Each file found in the master template's sub directory will be recreated using
the template found.
Simple Example
Given the directory structure:
project-dir/
.templits/
controller/
controller.js
tests/test.js
migration/
migrations/
up.sql
down.sql
You have two "master" templates you can invoke. 'controller' and 'migration'. Following are the content of each file. These are simple examples, not meant to be real (or working) JavaScript/SQL.
# controller/controller.js
filename: {{ lowercase(snakecase name) }}_controller.js
---
// {{ camelcase name }}Controller is a controller.
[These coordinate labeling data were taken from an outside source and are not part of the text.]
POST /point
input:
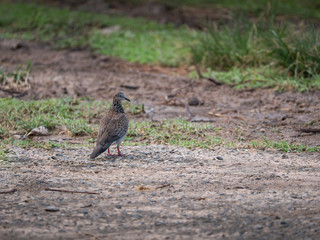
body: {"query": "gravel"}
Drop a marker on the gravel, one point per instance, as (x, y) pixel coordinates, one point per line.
(160, 192)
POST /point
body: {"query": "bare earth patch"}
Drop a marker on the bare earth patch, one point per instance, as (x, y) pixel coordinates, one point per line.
(160, 192)
(163, 91)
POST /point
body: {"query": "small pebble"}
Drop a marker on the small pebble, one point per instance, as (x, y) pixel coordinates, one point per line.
(194, 101)
(52, 209)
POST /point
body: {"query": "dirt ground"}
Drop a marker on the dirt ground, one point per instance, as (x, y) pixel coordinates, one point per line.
(161, 192)
(164, 92)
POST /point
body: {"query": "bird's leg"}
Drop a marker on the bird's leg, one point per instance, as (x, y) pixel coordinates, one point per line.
(119, 153)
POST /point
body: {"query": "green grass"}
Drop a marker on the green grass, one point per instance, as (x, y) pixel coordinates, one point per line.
(77, 116)
(307, 8)
(253, 78)
(176, 132)
(137, 40)
(247, 54)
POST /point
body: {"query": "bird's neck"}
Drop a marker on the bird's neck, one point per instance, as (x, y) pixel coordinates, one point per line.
(117, 107)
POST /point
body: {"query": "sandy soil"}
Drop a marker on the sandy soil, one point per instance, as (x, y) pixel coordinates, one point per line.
(163, 91)
(160, 192)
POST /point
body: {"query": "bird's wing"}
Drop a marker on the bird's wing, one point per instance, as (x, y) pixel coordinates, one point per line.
(112, 128)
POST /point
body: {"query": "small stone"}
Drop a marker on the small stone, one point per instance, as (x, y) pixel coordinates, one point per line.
(194, 101)
(39, 131)
(259, 227)
(52, 209)
(17, 137)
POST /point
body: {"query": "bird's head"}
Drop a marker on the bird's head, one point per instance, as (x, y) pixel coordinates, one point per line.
(120, 97)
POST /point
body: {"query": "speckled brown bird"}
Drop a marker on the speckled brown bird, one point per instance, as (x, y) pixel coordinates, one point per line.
(113, 127)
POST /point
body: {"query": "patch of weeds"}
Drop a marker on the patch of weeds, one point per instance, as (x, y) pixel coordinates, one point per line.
(298, 54)
(262, 77)
(16, 80)
(136, 40)
(165, 47)
(73, 114)
(284, 146)
(175, 132)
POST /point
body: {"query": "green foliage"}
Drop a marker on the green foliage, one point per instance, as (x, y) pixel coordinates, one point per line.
(165, 47)
(285, 146)
(259, 53)
(175, 132)
(262, 77)
(298, 54)
(25, 115)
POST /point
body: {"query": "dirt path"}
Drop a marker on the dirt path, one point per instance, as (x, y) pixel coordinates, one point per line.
(163, 91)
(160, 192)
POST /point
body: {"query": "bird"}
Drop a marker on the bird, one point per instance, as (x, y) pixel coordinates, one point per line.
(113, 127)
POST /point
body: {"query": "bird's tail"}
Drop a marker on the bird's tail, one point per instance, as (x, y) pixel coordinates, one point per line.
(98, 150)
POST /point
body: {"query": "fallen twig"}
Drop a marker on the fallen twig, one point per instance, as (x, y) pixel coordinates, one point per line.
(69, 191)
(130, 87)
(211, 79)
(310, 130)
(163, 186)
(8, 191)
(188, 111)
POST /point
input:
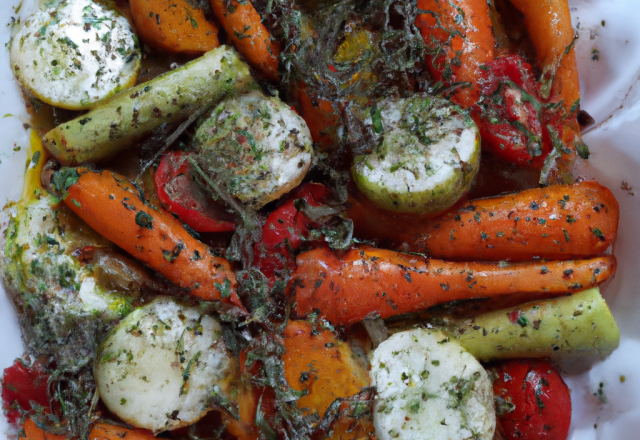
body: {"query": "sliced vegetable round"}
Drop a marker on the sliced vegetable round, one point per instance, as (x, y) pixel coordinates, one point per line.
(427, 383)
(175, 188)
(75, 54)
(426, 157)
(257, 147)
(163, 364)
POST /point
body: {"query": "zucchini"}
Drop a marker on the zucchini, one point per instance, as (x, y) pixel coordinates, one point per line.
(172, 97)
(162, 366)
(573, 331)
(75, 54)
(430, 387)
(426, 156)
(258, 147)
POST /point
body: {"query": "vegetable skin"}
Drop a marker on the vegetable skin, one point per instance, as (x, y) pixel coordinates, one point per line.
(174, 26)
(111, 206)
(459, 41)
(559, 222)
(245, 30)
(318, 363)
(115, 125)
(373, 282)
(574, 331)
(100, 431)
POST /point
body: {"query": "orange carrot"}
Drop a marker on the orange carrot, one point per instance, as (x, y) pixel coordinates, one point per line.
(30, 431)
(316, 362)
(459, 41)
(174, 26)
(559, 222)
(100, 431)
(244, 28)
(374, 282)
(548, 24)
(112, 206)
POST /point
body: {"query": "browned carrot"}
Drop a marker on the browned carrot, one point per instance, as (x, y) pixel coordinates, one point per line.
(315, 361)
(559, 222)
(174, 25)
(244, 28)
(112, 206)
(548, 24)
(374, 282)
(459, 42)
(100, 431)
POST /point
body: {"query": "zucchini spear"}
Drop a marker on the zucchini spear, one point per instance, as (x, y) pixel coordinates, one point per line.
(574, 331)
(113, 126)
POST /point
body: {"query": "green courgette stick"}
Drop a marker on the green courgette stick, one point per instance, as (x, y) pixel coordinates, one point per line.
(574, 331)
(172, 97)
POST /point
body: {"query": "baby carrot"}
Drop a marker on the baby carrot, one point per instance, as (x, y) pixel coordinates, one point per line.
(100, 431)
(244, 28)
(459, 41)
(559, 222)
(337, 371)
(112, 206)
(548, 24)
(374, 282)
(174, 26)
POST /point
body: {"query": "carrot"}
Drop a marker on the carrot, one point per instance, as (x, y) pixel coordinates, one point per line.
(373, 282)
(112, 206)
(318, 363)
(548, 24)
(559, 222)
(30, 431)
(244, 28)
(459, 41)
(100, 431)
(174, 25)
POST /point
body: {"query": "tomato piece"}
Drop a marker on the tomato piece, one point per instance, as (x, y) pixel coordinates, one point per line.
(541, 399)
(23, 384)
(512, 117)
(285, 230)
(184, 197)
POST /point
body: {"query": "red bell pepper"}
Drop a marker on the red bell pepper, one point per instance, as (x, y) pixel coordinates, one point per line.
(184, 197)
(23, 384)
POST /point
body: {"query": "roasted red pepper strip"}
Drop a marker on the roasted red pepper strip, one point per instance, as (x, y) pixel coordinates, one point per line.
(181, 195)
(23, 384)
(534, 401)
(285, 231)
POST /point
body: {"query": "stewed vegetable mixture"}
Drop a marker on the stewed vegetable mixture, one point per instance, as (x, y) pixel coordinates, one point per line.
(304, 220)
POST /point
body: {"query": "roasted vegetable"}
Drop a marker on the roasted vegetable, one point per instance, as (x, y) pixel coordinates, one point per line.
(112, 206)
(172, 97)
(533, 401)
(161, 366)
(75, 54)
(574, 331)
(427, 383)
(257, 147)
(174, 26)
(426, 155)
(346, 288)
(560, 222)
(247, 33)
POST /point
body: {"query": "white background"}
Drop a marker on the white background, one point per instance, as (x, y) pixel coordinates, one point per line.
(610, 93)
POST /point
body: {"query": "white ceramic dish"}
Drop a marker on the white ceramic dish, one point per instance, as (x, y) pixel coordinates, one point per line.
(609, 63)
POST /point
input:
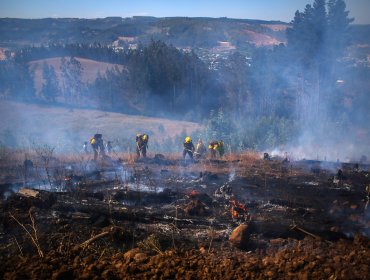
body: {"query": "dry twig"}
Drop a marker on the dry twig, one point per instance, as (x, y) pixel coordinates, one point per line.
(34, 237)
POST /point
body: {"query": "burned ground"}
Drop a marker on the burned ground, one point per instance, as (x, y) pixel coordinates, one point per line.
(161, 218)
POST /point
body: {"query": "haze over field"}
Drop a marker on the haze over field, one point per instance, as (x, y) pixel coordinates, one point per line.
(299, 87)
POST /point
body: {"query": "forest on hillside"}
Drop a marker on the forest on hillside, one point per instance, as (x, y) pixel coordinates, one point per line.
(259, 98)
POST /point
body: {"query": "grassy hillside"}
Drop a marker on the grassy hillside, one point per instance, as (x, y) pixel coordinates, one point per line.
(178, 31)
(90, 69)
(23, 125)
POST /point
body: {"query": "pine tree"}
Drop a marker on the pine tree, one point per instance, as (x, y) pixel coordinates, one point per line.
(50, 88)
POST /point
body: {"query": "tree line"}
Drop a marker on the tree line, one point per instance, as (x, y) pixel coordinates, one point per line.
(256, 100)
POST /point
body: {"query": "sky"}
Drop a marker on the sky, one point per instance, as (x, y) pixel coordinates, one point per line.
(282, 10)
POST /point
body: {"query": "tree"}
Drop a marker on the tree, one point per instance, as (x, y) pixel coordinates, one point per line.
(50, 87)
(73, 87)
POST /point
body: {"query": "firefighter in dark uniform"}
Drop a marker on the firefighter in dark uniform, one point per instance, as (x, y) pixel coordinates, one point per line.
(97, 145)
(216, 147)
(188, 148)
(141, 144)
class {{ pascalcase name }}Controller {
{{#each (split routeNames ",") }}
function handle{{ gocase . }} {
console.log("Route {{ gocase . }} is not yet implemented")
}
{{/each}}
}
# controller/tests/test.js
filename: {{ lowercase(snakecase name) }}_test.js
---
class {{ name }}Test {
}
# migrations/up.sql
filename: {{ now "060102150405" }}-{{ lowercase(kebabcase name) }}.up.sql
---
-- See .templits/config.yaml file for author and email variables
-- UP MIGRATION by {{ author }} <{{ email }}>
BEGIN;
-- UP MIGRATION CONTENT HERE
COMMIT;
# migrations/down.sql
filename: {{ now "060102150405" }}-{{ lowercase(kebabcase name) }}.down.sql
---
-- DOWN MIGRATION
BEGIN;
-- DOWN MIGRATION CONTENT HERE
COMMIT;
Now, in your project directory, you can:
Generate a few new controllers:
$ templit controller name=Ping routeNames=ping,pong
$ templit controller name=SayHello routeNames=hi,hello,howdy,bye,cya
This would in turn create with the appropriate content:
ping_controller.js
say_hello_controller.js
tests/
ping_controller_test.js
say_hello_controller_test.js
If you needed to create a new SQL migration:
$ templit migration name="Create new users table"
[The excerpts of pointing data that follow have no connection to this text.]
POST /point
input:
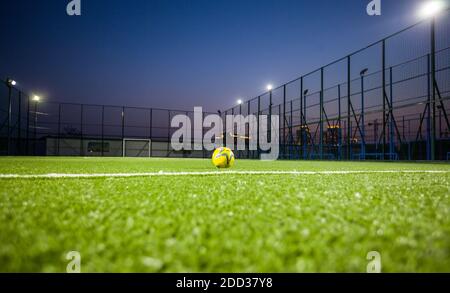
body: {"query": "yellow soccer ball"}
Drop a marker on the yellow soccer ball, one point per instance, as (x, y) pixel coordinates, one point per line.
(223, 158)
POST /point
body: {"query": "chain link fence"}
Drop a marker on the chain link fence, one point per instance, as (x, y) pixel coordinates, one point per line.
(387, 101)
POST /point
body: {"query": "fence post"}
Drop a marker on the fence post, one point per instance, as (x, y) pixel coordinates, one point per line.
(248, 132)
(27, 143)
(301, 117)
(433, 93)
(103, 130)
(151, 131)
(257, 126)
(391, 116)
(339, 124)
(35, 127)
(284, 121)
(8, 126)
(349, 130)
(19, 135)
(428, 106)
(321, 115)
(81, 132)
(383, 54)
(59, 130)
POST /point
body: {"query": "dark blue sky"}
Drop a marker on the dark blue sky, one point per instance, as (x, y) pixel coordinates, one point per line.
(180, 53)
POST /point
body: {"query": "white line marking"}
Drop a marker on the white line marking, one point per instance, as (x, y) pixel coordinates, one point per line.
(212, 173)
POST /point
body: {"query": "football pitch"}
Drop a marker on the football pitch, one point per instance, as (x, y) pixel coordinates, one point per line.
(182, 215)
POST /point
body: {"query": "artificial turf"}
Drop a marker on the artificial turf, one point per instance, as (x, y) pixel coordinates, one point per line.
(224, 223)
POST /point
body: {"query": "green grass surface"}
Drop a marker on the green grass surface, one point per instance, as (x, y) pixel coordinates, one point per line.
(226, 223)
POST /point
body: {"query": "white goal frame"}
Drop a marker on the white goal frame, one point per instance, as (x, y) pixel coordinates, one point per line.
(124, 141)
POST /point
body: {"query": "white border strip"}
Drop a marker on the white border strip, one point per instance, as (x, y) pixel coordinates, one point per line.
(212, 173)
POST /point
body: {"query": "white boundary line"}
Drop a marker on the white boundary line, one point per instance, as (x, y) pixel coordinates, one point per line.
(213, 173)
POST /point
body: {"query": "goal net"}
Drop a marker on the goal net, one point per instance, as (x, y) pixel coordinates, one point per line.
(136, 147)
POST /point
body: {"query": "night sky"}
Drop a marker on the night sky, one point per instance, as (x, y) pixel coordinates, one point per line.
(178, 53)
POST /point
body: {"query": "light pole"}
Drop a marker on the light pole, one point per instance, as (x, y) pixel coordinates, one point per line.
(431, 9)
(305, 127)
(10, 83)
(36, 99)
(363, 133)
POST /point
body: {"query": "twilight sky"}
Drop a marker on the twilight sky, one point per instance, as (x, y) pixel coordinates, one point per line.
(180, 53)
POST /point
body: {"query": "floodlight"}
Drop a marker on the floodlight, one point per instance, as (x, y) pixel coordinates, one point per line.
(431, 8)
(11, 82)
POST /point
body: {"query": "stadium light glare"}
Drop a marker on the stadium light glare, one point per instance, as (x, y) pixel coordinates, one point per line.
(11, 82)
(431, 8)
This would in turn create with the appropriate content:
migrations/
22070312332943-create-new-users-table.up.sql
22070312332943-create-new-users-table.down.sql
Use
Any name/value pair can be supplied on the command line after any options.
templit myCoolTemplate name=HelloWorld count=5 people=John,Jack,Joe
In your template, you can access {{ name }}
, {{ count }}
and
{{ people }}
. In addition to these, all environment variables are
exposed to templates.
You can use functions in your templates such as:
{{#each (split people ",")}}
echo "Hello, {{ . }}"
{{/each}}
There are "modifier" type functions:
- lowercase lower
- uppercase UPPER
- snakecase snake_case
- kebabcase kebab-case
- camelcase camelCase
- pascalcase PascalCase
- gocase HTTPHandler
You can access the current date via the now
function which takes a format as it's parameter.
You can split a string by some delimiter via the split
function.
If you have TEMPLIT_ALLOW_SHELL=Y or use the -allow-shell parameter, you can use the shell
function to include the standard output of any shell command, such as {{ shell
"git rev-parse head" }}.
Filenames will be used as is unless there is a "header" block in your template that redefines
the filename to use, as seen in the above examples.
Getting Help
templit is still very and will likely change. Most changes, however, will
probably be enhancements. The core templating engine is using Handlebars, so it
is stable and mature.
If you need help, I would suggest opening an issue here on
codeberg.org/jcowgar/templit.
Helping
PRs are always welcome for new features and bug fixes.